Anyone who works regularly with LLMs knows these patterns. The system doesn’t hallucinate randomly. It hallucinates plausibly. Because plausibility is exactly what System 1 optimizes for.
Where Is System 2?
The industry’s answer is reasoning models. Chain-of-thought. Extended thinking. The system is forced to articulate intermediate steps before answering. And it helps, measurably.
But it doesn’t solve the problem. Because these intermediate steps are themselves System 1 output. The system “thinks” by generating tokens that look like thinking. It doesn’t undergo genuine verification. It produces a simulation of verification.
The difference: a human with System 2 can say “Wait, my intuition says X, but I know that in situations like this I tend to overestimate Y, so I should be more careful.” That requires a model of one’s own thought process. Metacognition.
An LLM can produce the sentence. But it has no model of its own inference process. It doesn’t know how it arrived at its answer. It cannot say: “This answer is based on thin data,” because it has no access to its own data basis.
The Self-Vector as System 2
And this is where the self-vector enters.
A self-vector is a compact, dynamic state that weights information processing. Six dimensions: exploration, depth, autonomy, persistence, abstraction, confidence. Plus an emergent layer that forms through experience.
The sixth dimension, confidence, is the decisive one. It encodes: how much does the system trust its own assessment? And it changes through experience. A system that has been wrong multiple times develops lower confidence in certain areas. Not because someone programmed it. But because the reflection layer (layer 3 of the architecture) updates the vector.
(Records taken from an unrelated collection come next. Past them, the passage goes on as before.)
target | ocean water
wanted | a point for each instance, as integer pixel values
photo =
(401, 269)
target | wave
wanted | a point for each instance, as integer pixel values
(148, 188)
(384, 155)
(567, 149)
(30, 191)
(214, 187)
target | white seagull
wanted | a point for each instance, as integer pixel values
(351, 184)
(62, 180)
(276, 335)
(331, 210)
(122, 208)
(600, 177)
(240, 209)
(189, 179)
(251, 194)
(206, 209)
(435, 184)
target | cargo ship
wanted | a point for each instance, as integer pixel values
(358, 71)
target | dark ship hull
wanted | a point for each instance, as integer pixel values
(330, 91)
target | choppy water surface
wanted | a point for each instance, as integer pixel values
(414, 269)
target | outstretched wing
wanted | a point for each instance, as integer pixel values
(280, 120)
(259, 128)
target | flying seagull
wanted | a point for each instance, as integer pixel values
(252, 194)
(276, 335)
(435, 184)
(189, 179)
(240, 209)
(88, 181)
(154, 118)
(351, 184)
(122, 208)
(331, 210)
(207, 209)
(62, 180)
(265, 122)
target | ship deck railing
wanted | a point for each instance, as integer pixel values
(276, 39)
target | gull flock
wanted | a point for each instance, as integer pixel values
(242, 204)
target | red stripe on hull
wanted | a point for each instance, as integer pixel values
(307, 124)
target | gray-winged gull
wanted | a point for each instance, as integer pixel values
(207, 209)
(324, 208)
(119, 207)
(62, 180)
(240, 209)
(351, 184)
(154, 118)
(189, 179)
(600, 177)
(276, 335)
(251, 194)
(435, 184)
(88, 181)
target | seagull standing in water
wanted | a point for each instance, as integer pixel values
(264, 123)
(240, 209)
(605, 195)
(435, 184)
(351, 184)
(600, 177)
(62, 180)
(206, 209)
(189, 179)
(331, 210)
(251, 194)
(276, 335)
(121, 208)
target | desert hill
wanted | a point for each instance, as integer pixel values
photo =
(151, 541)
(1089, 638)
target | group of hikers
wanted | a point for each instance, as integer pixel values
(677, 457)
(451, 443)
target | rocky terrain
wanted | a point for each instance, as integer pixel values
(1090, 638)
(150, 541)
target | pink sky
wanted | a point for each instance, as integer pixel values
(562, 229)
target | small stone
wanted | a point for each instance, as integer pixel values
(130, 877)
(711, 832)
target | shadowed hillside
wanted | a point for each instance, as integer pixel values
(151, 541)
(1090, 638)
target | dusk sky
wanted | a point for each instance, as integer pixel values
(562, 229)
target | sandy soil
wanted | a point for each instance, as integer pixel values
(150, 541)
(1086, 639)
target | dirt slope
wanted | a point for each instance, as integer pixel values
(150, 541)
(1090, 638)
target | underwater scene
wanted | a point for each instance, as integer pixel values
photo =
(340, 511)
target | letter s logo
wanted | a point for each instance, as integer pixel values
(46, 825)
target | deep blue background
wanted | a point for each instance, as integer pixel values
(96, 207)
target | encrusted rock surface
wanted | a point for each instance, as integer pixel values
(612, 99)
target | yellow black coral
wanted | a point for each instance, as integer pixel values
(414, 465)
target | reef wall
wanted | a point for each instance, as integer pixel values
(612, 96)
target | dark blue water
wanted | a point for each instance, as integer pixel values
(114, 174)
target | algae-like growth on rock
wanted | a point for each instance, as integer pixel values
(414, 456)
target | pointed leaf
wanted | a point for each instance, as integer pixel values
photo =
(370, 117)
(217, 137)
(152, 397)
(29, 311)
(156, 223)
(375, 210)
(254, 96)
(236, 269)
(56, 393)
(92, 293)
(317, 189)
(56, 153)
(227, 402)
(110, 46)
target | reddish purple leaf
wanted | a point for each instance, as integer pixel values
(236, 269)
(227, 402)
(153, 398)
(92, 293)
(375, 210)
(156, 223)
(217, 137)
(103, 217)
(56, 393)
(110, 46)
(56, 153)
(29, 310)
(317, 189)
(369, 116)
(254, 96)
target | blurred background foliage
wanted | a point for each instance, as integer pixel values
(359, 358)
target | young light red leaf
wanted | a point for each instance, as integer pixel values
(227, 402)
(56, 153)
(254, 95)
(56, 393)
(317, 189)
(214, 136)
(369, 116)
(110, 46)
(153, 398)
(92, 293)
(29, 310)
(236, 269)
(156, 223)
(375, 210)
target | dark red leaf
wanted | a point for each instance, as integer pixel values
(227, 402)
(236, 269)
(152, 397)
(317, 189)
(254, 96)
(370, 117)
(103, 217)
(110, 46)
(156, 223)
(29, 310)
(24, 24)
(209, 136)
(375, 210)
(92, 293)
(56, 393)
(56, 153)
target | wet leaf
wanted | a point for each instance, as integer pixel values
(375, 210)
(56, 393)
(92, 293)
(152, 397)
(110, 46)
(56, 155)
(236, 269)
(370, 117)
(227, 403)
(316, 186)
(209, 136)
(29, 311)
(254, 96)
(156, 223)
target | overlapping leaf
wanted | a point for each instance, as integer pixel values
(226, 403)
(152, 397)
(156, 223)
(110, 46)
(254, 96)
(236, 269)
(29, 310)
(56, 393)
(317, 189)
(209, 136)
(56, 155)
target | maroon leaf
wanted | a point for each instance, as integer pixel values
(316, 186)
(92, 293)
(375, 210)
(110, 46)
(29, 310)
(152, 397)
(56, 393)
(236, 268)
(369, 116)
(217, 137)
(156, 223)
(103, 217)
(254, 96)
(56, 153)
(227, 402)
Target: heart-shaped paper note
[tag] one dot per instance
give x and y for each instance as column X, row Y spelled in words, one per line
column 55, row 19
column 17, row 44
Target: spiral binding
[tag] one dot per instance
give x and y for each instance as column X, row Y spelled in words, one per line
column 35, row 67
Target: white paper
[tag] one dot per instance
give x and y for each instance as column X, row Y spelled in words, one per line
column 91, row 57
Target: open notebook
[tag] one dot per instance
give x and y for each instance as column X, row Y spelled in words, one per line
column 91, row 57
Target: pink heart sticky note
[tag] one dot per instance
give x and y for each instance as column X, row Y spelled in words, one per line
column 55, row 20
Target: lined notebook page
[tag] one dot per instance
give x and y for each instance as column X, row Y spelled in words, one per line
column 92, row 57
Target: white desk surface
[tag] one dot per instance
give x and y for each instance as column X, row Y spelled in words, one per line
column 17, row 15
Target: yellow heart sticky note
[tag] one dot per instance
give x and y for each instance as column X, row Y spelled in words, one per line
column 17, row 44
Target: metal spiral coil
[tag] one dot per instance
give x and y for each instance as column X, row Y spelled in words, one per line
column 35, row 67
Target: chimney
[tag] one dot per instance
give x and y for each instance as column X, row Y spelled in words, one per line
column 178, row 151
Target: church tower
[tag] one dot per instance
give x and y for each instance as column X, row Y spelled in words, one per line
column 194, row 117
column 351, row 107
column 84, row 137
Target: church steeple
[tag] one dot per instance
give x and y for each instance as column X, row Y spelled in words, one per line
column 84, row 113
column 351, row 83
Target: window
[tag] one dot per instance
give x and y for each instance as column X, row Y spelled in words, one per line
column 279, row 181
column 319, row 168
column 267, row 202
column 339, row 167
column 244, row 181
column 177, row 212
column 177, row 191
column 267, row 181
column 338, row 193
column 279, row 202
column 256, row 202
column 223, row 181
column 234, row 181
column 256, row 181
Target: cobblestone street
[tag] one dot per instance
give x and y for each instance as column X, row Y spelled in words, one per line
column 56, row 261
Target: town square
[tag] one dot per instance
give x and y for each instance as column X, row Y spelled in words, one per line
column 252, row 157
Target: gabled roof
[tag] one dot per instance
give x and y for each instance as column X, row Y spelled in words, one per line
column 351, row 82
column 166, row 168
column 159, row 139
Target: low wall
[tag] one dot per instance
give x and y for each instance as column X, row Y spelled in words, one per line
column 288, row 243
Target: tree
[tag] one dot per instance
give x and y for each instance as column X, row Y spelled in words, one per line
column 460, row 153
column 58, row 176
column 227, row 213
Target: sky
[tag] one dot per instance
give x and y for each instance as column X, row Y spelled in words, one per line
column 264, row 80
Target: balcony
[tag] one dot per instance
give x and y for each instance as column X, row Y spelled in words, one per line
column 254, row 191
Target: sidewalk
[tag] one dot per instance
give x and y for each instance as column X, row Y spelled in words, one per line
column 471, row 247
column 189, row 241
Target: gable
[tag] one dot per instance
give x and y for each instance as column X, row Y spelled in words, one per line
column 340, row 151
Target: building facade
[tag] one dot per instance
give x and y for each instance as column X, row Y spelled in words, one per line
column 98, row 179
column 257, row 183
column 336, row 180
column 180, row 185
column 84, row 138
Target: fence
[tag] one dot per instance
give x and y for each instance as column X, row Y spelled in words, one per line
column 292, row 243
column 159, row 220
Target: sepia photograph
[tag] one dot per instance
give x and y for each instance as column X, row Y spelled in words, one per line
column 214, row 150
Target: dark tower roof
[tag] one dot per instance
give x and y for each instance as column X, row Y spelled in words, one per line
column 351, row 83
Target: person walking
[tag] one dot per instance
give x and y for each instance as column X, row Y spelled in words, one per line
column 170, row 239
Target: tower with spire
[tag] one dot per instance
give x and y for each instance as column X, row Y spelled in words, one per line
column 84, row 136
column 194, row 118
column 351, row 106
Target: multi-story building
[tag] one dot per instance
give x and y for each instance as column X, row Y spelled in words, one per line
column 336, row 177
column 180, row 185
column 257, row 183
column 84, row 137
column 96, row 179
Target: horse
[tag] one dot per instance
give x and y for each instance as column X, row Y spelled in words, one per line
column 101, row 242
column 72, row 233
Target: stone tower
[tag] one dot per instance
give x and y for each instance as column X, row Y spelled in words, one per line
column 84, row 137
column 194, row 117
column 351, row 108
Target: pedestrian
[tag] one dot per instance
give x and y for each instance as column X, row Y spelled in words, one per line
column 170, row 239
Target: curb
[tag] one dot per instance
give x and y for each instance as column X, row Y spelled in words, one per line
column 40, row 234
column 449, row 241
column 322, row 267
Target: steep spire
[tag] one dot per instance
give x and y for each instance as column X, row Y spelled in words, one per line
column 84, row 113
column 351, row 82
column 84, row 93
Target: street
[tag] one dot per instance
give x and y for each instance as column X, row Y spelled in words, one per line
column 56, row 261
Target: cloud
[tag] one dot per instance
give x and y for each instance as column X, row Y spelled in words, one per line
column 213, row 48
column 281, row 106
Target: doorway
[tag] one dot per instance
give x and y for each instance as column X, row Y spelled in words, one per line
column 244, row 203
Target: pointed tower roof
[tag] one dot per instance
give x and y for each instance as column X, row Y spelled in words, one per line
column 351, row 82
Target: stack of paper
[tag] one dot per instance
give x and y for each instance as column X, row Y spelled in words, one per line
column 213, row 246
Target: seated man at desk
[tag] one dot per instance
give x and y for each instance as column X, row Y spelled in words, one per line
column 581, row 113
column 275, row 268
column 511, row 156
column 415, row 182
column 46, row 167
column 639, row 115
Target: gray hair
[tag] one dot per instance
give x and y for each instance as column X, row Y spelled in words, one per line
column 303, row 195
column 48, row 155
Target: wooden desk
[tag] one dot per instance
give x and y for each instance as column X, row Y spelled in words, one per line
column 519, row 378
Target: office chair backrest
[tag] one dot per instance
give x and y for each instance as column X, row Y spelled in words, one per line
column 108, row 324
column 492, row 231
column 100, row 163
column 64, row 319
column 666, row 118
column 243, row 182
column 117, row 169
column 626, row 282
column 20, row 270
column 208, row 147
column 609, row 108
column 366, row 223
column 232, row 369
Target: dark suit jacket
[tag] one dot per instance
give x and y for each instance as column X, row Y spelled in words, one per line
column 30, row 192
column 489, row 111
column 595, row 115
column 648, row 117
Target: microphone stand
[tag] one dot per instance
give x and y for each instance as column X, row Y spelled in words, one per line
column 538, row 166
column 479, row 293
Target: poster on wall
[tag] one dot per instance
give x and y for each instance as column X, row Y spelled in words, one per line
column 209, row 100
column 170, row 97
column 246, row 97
This is not a complete System 2. But it is the beginning of metacognition: a system that models its own state and derives from it how cautious it should be.
The difference from a reasoning model: the reasoning model simulates thinking. The self-vector weights thinking. It doesn’t say “I’m now thinking carefully.” It shifts the depth dimension upward and the confidence dimension downward, and this shift influences how all subsequent information is processed. Not as performance, but as a state change.
What This Means in Practice
Imagine two systems. Both receive the same question, and the correct answer lies outside their training.
System A (standard LLM): generates a plausible answer. Fluent, convincing, wrong.
System B (with self-vector): the confidence dimension registers low familiarity with the topic. The exploration dimension rises: search for additional sources. The autonomy dimension drops: ask rather than answer. The system says: “I’m not familiar enough with this topic to give a reliable answer.”
Not because someone programmed that response. But because the self-vector shifted the weighting. That is functional metacognition. Kahneman would say: the system has a monitor for its own intuition. An internal doubter that asks: “Are you really sure?”
The Bridge
Kahneman showed where the problem lies: System 1 without System 2 is an intuition machine without brakes. Not stupid, but unbridled. That explains why LLMs are simultaneously impressive and unreliable. They have brilliant intuition and zero self-doubt.
The self-vector is the attempt to build structural self-doubt. Not as a disclaimer (“I am an AI system and can make mistakes”), but as a weighting function that actually changes behavior.
Whether that is sufficient is an open question. But the direction is right: not more intuition. More reflection.